Una città in bilico fra il desiderio di un’apparente normalità ed una realtà che invece è fatta di allarmi aerei e qualche giorno fa di un paio di missili piombati a due passi dalle abitazioni. L’atmosfera che si respira a Leopoli è quasi surreale. Kiev, Kharkiv e Mariupol sembrano lontane anni luce. I negozi qui sono quasi tutti aperti, i ristoranti stellati continuano a servire i piatti della cucina internazionale, il traffico è più impazzito che mai, la gente passeggia serenamente e si ritrova nei pub mentre i bambini si divertono nei parchi. Nella piazza principale gli ambulanti scattano le foto ricordo e si può vedere persino qualche procacciatore dei classici tour turistici della città, fra le chiese austroungariche ed i vicoli pittoreschi di questa perla mitteleuropea.

Eppure, la guerra riecheggia anche qui e lo fa con una sequenza di allarmi aerei che martedì 29 marzo sono risuonati più volte durante la giornata. C’è chi corre nei rifugi, ma nei caffè in molti continuano a sorseggiare i loro cappuccini o la famosa cioccolata calda di Lviv. E mentre le sirene ricordano che il conflitto è sopra le nostre teste i vigili urbani proseguono nelle loro contravvenzioni per divieto di sosta. La guerra è anche questo.
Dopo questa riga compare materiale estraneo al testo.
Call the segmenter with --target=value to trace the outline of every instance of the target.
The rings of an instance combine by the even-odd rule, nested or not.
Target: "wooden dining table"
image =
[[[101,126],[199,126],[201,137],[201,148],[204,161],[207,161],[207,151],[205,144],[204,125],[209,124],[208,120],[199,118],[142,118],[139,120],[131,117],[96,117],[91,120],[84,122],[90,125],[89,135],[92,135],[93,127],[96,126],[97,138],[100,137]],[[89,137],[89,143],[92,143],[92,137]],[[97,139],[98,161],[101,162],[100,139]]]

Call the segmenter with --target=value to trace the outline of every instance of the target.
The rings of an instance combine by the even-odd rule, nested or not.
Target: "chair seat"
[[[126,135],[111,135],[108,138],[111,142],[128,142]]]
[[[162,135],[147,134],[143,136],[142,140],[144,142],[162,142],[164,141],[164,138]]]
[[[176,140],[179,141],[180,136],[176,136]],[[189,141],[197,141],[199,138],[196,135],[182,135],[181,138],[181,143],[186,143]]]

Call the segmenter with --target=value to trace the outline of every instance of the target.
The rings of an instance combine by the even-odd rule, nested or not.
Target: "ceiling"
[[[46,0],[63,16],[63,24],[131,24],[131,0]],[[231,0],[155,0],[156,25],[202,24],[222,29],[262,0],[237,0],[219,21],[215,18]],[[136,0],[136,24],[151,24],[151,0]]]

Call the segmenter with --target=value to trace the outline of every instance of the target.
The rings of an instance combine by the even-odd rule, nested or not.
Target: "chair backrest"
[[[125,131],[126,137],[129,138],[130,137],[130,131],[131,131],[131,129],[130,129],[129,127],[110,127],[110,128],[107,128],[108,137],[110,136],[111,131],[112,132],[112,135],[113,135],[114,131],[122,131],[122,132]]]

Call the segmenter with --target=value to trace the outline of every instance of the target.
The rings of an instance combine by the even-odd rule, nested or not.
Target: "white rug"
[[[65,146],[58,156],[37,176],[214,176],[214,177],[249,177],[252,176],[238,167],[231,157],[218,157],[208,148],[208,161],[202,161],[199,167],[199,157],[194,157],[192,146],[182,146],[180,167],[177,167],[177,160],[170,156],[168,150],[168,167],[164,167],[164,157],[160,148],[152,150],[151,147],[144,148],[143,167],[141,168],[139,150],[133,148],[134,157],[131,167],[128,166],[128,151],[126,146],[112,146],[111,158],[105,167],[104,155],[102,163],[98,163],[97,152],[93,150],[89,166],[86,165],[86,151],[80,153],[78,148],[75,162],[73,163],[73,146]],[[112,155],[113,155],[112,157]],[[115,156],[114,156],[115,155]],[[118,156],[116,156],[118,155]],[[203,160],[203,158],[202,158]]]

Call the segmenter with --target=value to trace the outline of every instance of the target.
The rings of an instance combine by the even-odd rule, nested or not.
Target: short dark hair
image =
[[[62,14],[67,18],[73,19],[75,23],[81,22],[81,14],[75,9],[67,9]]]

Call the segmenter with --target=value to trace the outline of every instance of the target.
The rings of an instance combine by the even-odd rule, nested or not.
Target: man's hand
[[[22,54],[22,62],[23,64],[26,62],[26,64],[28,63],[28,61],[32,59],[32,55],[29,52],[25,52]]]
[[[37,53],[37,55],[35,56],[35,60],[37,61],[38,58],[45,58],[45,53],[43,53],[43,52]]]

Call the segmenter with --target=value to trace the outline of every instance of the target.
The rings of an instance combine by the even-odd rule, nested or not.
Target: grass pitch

A Leopoli non si beve più da diverse settimane: l’alcol è vietato, sia nei supermercati che nei ristoranti. Neanche sottobanco e neanche agli stranieri. Proibito. Di sera scatta il coprifuoco e dalle 22 bisogna addirittura spegnere le luci. Tutti a casa e tutti al buio, sperando che questa assurda normalità, qui nell’Ovest, possa durare a lungo.